Uscirà dal carcere Giovanni Sutera, il sessantenne di origine siciliana, condannato all’ergastolo per l’omicidio di un gioielliere fiorentino e di quello della 17enne Graziella Campagna, uccisa dalla mafia a Villafranca Tirrena nel 1985.
Graziella Campagna venne uccisa perché trovò un’agendina nella giacca di un mafioso, Gerlando Alberti Jr, che era andato a portare a lavare i suoi vestiti nella lavanderia in cui la ragazza lavorava.
Forse Graziella lesse qualcosa, forse ne parlò con qualcuno. Pochi giorni dopo, mentre aspettava il bus alla fermata, a fine turno di lavoro, venne prelevata e infilata in una macchina, portata in una cava fuori Messina e freddata a colpi di pistola. Il corpo venne ritrovato due giorni dopo. Alberti, era un boss mafioso di cui Sutera, che si è sempre dichiarato innocente, sarebbe stato braccio destro. La condanna all’ergastolo per i due divenne definitiva nel 2009 (dopo 24 anni di vicenda processuale macchiata da depistaggi e coperture istituzionali).
Poi, lasciato il carcere nel 2015, godendo del regime di libertà condizionale, Sutera aprì un bar a Firenze e nel 2018 venne arrestato in un’inchiesta su un presunto traffico internazionale di stupefacenti.
Dopo due anni fu però assolto dall’accusa.
Adesso Sutera ha chiesto e ottenuto la semilibertà. Durante la giornata il sessantenne potrà uscire dal carcere per andare a fare volontariato presso un’associazione di Firenze che fornisce assistenza agli anziani, mentre la sera dovrà tornare in cella.
“Questo Stato facendo così spinge le persone a farsi giustizia da sé, non a rivolgersi alla legge. Se le persone si rendono conto che non è possibile ottenere giustizia si sentono impotenti. Non mi sento rappresentato da questo Stato”. A dirlo è Pietro Campagna, fratello di Graziella, poco dopo aver appreso la notizia.
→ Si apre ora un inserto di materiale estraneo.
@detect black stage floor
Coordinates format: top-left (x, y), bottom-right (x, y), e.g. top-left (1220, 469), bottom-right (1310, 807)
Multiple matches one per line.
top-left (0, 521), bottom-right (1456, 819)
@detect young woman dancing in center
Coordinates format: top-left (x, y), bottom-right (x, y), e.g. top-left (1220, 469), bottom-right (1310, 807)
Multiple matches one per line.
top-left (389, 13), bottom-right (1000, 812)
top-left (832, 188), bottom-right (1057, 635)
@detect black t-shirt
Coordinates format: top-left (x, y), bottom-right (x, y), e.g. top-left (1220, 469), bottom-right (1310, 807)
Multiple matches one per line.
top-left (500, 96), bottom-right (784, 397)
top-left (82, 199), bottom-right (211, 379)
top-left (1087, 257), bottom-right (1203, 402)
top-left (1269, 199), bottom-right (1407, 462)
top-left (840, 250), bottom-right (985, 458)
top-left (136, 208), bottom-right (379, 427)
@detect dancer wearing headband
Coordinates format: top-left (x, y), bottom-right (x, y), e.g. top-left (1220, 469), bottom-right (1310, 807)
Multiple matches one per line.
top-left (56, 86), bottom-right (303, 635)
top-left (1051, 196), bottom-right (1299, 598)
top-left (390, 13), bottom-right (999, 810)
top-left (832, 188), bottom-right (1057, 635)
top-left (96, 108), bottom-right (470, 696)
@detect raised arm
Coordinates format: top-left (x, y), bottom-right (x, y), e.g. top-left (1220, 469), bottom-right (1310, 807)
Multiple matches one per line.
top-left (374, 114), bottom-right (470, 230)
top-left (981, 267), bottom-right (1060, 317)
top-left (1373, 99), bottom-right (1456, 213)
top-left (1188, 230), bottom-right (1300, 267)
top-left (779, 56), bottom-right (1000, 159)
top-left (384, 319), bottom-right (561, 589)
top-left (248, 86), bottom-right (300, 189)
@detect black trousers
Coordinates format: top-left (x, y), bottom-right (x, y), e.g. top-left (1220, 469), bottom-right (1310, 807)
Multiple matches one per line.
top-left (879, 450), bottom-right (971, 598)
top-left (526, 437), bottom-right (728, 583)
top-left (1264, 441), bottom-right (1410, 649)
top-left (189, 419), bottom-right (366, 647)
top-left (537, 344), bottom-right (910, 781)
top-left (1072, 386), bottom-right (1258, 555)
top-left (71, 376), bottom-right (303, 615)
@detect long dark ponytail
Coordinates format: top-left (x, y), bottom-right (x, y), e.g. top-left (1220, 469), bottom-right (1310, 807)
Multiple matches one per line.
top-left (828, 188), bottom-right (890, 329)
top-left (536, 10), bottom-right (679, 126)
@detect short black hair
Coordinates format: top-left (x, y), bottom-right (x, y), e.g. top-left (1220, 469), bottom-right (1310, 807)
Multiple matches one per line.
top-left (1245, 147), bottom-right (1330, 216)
Fu proprio il fratello a riconoscere il corpo della 17enne che era scomparsa il 12 dicembre. Il cadavere venne ritrovato dopo due giorni a Forte Campone, vicino a Villafranca Tirrena,
Aveva solo 17 anni. La sua unica colpa era quella di essere stata testimone involontaria della scoperta di una falsa identità di un latitante. Con la sua uccisione la mafia dimostrò di potere uccidere senza guardare in faccia nessuno, di non avere più, come si diceva un tempo, codici d’onore e regole per cui non si uccidevano le donne e i bambini.
“Mi vergogno di essere italiano, hanno ucciso un’altra volta mia sorella”, ha concluso il fratello Pietro.